Quanto ai dannati della palude Stigia, una volta rilevata la difficoltà ad accettare la tradizionale identificazione di essi con gl'iracondi, gli accidiosi, e anche i superbi e gl'invidiosi, per la diffusa presenza di questi vizi, quali ‛ radici ' capitali del peccato in tutto l'Inferno, dove il peccato viene punito nei suoi molteplici aspetti proprio in quanto effetti di quelle ‛ radici ' (Sum. theol. I II 71 6, 84 3, 93 1; II II 11 1), e una volta acquisita la nozione del carattere complesso del peccato di tristitia, con le sue relazioni e interdipendenze con l'ira, l'invidia, l'acedia e la superbia, appare plausibile la possibilità d'identificare proprio nella tristizia il peccato punito in tutto il quinto cerchio dell'Inferno, col conforto di quanto D. stesso afferma, forse molto più esplicitamente di quanto si è finora creduto, indicando nel tristi fummo (VII 121) la speciale categoria di dannati di cui intendeva trattare nel quinto cerchio (compresi Filippo Argenti, persona orgogliosa, e coloro che portarono dentro accidioso fummo e che ora ‛ si attristano ' nella belletta negra), e assegnando adeguatamente a essi come luogo di pena la palude Stigia, chiamata, con qualifica chiaramente allusiva, tristo ruscel (VII 107); e il cui nome, secondo l'etimologia del tempo (Uguccione Deriv.; Isidoro Orig. XIV 9), veniva comunemente interpretato col significato di " tristizia ", come ci testimoniano tutti i commenti antichi, sin da Pietro (" Stigiam paludem quae ‛ tristitia ' interpretatur "), che per primo associò alla tristitia dello Stige la " superbia ", l' " invidia ", l' " ira ", e l' " accidia ", come farà ancora più esplicitamente anche Benvenuto: " Ista quatuor vicia… sunt quasi fraterna, et habent eandem originem et tendunt ad tristitiam. Ideo Auctor punit ipsa in Stygia palude quae interpretatur ‛ tristitia ' ".

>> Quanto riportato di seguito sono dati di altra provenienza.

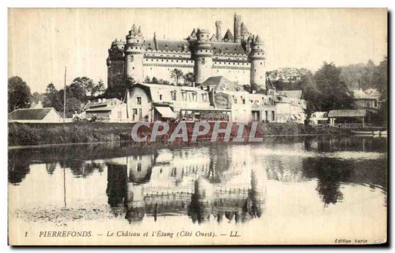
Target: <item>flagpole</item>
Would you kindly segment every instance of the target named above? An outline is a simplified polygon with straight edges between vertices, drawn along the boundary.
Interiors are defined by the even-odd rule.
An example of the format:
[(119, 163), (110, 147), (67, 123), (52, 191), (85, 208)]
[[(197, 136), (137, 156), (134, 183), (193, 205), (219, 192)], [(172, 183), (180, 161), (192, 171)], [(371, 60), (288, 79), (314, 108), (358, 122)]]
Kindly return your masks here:
[(66, 72), (67, 67), (65, 67), (65, 87), (63, 89), (63, 123), (66, 121)]

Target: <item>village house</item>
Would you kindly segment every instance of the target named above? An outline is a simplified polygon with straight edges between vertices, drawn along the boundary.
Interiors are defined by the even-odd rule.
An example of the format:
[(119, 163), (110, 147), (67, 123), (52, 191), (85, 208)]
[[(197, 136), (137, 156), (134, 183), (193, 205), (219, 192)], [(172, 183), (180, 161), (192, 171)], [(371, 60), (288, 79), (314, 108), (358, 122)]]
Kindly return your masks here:
[[(302, 98), (302, 90), (279, 90), (276, 104), (279, 115), (277, 122), (291, 121), (304, 124), (306, 120), (306, 101)], [(277, 102), (277, 100), (276, 100)]]
[(367, 116), (366, 110), (364, 109), (332, 110), (328, 113), (329, 124), (332, 126), (335, 124), (349, 124), (350, 126), (350, 124), (360, 124), (361, 126), (364, 126)]
[(20, 123), (60, 123), (63, 119), (52, 107), (18, 109), (8, 114), (8, 122)]
[(369, 89), (365, 92), (362, 90), (353, 90), (354, 95), (354, 104), (356, 109), (367, 109), (377, 110), (379, 108), (378, 100), (380, 94), (377, 90)]
[(132, 122), (227, 121), (230, 110), (212, 106), (209, 96), (196, 87), (139, 84), (126, 91), (127, 113)]
[(311, 126), (317, 126), (318, 124), (328, 124), (328, 113), (325, 112), (316, 112), (313, 113), (309, 120), (310, 125)]
[(126, 104), (117, 98), (99, 98), (89, 101), (79, 114), (73, 115), (81, 119), (90, 119), (94, 116), (109, 122), (128, 122)]
[(304, 123), (306, 106), (301, 91), (290, 91), (283, 95), (273, 90), (250, 93), (236, 90), (234, 84), (227, 86), (229, 83), (222, 77), (214, 77), (205, 83), (207, 85), (200, 88), (152, 84), (133, 85), (126, 92), (128, 117), (132, 122)]
[(216, 107), (231, 110), (232, 121), (276, 122), (276, 105), (273, 96), (245, 91), (224, 90), (214, 95)]

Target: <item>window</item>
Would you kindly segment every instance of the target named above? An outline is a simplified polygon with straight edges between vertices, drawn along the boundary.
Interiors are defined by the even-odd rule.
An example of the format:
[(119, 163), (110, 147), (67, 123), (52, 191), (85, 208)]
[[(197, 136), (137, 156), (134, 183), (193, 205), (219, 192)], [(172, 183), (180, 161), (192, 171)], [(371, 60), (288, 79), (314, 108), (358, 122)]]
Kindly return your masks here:
[(135, 121), (137, 120), (137, 109), (133, 109), (133, 112), (132, 113), (132, 117), (133, 120)]

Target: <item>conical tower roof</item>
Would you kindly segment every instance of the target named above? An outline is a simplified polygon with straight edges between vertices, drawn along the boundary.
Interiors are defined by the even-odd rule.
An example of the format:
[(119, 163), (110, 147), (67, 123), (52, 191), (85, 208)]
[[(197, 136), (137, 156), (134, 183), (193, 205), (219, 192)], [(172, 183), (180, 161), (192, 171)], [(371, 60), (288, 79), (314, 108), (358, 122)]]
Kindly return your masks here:
[(228, 29), (228, 31), (226, 31), (226, 33), (225, 34), (225, 36), (224, 36), (224, 41), (233, 41), (233, 35), (232, 34), (232, 32), (231, 32), (231, 30), (229, 29)]
[(261, 38), (259, 37), (259, 35), (257, 35), (256, 37), (255, 37), (255, 42), (262, 42), (262, 41), (261, 40)]
[(246, 34), (249, 33), (249, 32), (248, 32), (248, 29), (247, 29), (247, 27), (245, 26), (245, 25), (244, 25), (244, 22), (241, 22), (240, 29), (241, 30), (241, 34)]

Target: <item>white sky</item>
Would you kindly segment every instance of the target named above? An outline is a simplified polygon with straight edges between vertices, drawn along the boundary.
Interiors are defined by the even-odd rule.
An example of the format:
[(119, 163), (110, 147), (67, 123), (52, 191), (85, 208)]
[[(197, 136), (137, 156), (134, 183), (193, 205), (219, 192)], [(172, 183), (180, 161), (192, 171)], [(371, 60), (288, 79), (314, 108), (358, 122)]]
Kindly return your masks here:
[(32, 91), (43, 92), (52, 82), (63, 86), (86, 76), (107, 84), (108, 49), (116, 38), (124, 40), (134, 23), (146, 38), (180, 39), (193, 28), (222, 35), (233, 33), (236, 11), (250, 32), (265, 43), (267, 70), (280, 67), (337, 66), (387, 55), (385, 9), (12, 9), (9, 11), (8, 76), (17, 75)]

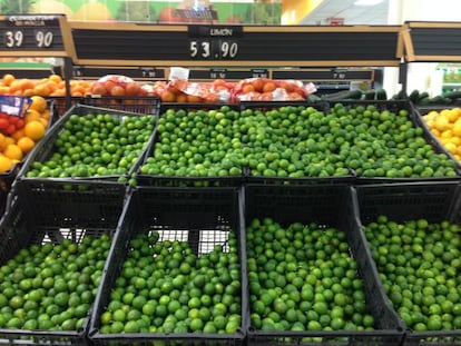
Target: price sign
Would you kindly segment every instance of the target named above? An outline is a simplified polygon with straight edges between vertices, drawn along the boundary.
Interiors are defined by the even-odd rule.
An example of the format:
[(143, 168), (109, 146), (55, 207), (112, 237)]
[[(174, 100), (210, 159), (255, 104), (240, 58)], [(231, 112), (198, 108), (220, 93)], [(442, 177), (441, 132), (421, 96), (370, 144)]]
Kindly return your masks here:
[(209, 78), (210, 79), (226, 79), (227, 69), (210, 69)]
[(238, 43), (228, 40), (190, 40), (189, 53), (192, 59), (236, 59)]
[(253, 78), (268, 78), (267, 69), (252, 69)]
[(63, 16), (0, 16), (0, 52), (3, 56), (67, 56)]
[(242, 27), (189, 26), (189, 56), (192, 59), (238, 59), (238, 41)]

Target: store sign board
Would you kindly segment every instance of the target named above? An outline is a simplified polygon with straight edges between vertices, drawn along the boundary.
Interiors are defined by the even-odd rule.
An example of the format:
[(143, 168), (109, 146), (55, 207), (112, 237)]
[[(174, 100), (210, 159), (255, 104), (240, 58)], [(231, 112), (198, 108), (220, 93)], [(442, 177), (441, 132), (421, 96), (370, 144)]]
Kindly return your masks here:
[(4, 56), (67, 56), (63, 16), (0, 16), (0, 52)]
[(239, 26), (188, 26), (192, 59), (238, 59), (238, 40), (243, 37)]
[(267, 68), (400, 63), (400, 27), (70, 24), (78, 65)]

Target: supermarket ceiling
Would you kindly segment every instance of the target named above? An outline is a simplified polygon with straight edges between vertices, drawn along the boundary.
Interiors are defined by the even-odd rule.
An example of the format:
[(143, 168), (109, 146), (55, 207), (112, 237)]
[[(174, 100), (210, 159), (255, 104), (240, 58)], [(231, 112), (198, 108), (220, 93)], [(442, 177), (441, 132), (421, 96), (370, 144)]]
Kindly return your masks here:
[[(345, 26), (386, 24), (389, 0), (324, 0), (300, 24), (326, 26), (344, 20)], [(337, 20), (336, 20), (337, 22)]]

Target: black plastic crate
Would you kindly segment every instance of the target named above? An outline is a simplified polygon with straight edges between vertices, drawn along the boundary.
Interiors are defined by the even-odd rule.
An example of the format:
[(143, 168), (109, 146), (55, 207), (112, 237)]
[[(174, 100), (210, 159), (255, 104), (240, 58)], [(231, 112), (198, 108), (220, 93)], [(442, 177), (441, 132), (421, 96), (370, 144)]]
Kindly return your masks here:
[(84, 97), (70, 97), (70, 107), (67, 107), (65, 96), (49, 97), (48, 100), (52, 102), (56, 115), (62, 117), (72, 106), (81, 103)]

In realtà un testo come la Commedia, entro cui si articola una coscienza morale e dottrinale compatta e unitaria, un mondo d'interessi ed emozioni di carattere intellettualistico e raziocinante, continua a svelare sensi e significati insospettati o impercepiti, ogni qual volta la ricostruzione storica, l'indagine delle ragioni etiche, la restaurazione lessicale riescono a reintegrare le zone perdute, gli aspetti sfocati della cultura e dell'ispirazione dantesca, le intenzioni e le trame intellettuali del poeta, che a volte possono racchiudersi nei sensi logori o smessi di una sola parola.
Bibl. - V. Russo, " Tristitia " e " misericordia " nel c. V dell'" Inferno ", in Sussidi di esegesi dantesca, Napoli 1966, 53-70; ID., " Ma dimmi: quei della palude pingue...? ", ibid. 71-128.